All data collected using the Europlanet Telescope Network will be open access and two scientific articles resulting from the network have already been published. An observational alert system has also been implemented for planetary targets requiring a rapid response, enabling amateur astronomers to contribute scientifically valuable data. The alerts, which are followed by over 200 active observers, have resulted in publications, including on storm activity in Saturn’s north polar region and in Jupiter’s south temperate belt. More widely, collaborations stimulated through Europlanet 2024 RI, and involving its beneficiaries, have led to a number of successful proposals for new projects funded through the European Commission and national agencies. From the development of ML tools to mobilising researchers in Africa, these external projects act as multipliers for the impact of Europlanet 2024 RI in many different communities. 

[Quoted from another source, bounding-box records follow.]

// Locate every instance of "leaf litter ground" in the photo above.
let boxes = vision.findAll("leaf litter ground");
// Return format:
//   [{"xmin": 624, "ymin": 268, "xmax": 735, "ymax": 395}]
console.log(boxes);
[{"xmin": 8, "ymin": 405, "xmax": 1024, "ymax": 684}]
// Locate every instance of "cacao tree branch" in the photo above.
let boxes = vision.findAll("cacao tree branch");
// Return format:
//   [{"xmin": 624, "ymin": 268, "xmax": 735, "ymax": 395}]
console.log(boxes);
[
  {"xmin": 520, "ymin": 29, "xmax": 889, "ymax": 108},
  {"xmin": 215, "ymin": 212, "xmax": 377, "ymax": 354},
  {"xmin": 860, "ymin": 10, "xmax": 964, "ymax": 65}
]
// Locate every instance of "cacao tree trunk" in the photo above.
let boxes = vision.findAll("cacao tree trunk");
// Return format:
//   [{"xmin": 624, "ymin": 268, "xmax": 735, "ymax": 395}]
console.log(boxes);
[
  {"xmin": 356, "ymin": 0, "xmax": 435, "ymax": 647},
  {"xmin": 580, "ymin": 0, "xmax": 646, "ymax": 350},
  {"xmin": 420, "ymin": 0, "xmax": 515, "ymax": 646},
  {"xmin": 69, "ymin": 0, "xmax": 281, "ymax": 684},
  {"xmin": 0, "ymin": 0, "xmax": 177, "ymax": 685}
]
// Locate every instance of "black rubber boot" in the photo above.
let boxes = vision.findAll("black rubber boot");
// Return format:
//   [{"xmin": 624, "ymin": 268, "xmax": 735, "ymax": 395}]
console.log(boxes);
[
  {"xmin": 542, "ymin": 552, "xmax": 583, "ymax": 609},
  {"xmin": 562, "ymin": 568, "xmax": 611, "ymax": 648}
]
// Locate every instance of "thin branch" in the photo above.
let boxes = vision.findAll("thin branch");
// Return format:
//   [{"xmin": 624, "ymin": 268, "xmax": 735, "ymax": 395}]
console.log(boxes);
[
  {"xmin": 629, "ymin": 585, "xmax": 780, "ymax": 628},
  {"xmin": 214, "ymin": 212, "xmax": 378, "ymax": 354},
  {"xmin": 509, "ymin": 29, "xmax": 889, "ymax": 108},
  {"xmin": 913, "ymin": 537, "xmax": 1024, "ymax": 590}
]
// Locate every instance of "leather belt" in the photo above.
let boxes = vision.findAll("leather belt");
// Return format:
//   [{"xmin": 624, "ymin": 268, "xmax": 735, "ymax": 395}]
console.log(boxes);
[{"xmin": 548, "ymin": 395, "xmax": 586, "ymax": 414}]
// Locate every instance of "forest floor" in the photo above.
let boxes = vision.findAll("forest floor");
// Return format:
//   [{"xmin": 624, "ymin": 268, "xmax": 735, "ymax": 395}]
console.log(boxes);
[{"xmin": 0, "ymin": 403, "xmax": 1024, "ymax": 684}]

Overall, Europlanet 2024 RI is largely on track to meet its expected impacts. The world has changed since we met in Windsor; the pandemic has led to innovations that support widening participation and reduced carbon footprints, but has also highlighted areas where face-to-face contact remains important. As we approach the halfway point of the project, with more time elapsing for case studies to emerge, we look forward to developing a more robust understanding of these impacts, and using lessons learned to build a sustainable research infrastructure for planetary science. 

Europlanet 2024 RI has received funding from the European Union’s Horizon 2020 research and innovation programme under grant agreement No 871149.